On April 6, 2012, a secret "peaceful" ending to the game was discovered by Alejandro Anez, and uploaded to YouTube. The developers announced that Anez's name would appear in some form in a sequel or spin-off as a reward for being the first player to find the secret ending, which was discovered by simply refusing to attack the first enemy in the game.

The game and its sequel Go! Go! Kokopolo 3D: Space Recipe for Disaster were later announced on June 6, 2022 to be physically released for its 10th anniversary by Limited Run Games for the Nintendo 3DS, and they were released on September 2, 2022. The games came in 3 different versions: the standard edition of the 2 games, a dual pack with both games, and a collector's edition. It is one of the last 3DS games to be released.

==Reception==

Since its release, Go! Go! Kokopolo received "mixed or average reviews" according to the review aggregation website Metacritic.

Luke Plunkett of Kotaku Australia described the game as a "hidden gem", and Lucas M. Thomas of IGN commented that it was "a joy to see DSiWare still bringing out fresh concepts and creative new characters like this" and that the game is "bold, imaginative and different than anything you've ever played before."

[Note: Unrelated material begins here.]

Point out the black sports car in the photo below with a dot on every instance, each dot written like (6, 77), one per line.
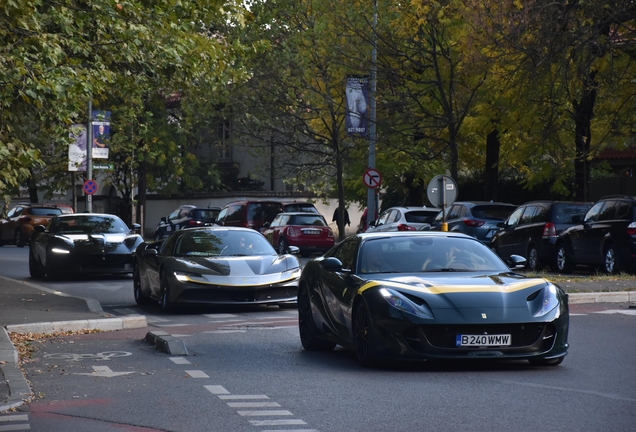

Several reviewers criticized the high level of challenge found in the game, and in some cases suggested it may have benefited from an easier difficulty setting. However, many commented positively on the length of the game and the quality of the presentation, stating that it was obviously planned as a full-retail release, and lost nothing in the transition to the DSiWare service. The game received its lowest score from NGamer, which notably was the magazine that gave it the most exposure in the first place, eventually leading to its creation.

At the end of 2011 the game was nominated for several awards, including IGNs best of 2011 awards, Nintendo Lifes "game of the year awards" and Wiiloveit.coms DSiWare game of the year award, in which it won second place. The video gaming blog Joystiq also included the game in their 2011 Buyers Guide.

Aggregate score
| Aggregator | Score |
|---|---|
| Metacritic | 72/100 |

Review scores
| Publication | Score |
|---|---|
| Eurogamer | 6/10 |
| GamesMaster | 75% |
| IGN | 8.5/10 |
| NGamer | 60% |
| Nintendo Life | 8/10 |
| Official Nintendo Magazine | 76% |

==Sequel==

On August 29, 2012, a sequel was announced, titled Go! Go! Kokopolo 3D: Space Recipe for Disaster, and it was released on February 23, 2017 on the Nintendo eShop. It includes over 80 new stages and 10 new bosses for the player—who can now collect many different secret recipe cards throughout the game—to destroy; also, the enemies from the first game have returned in the sequel.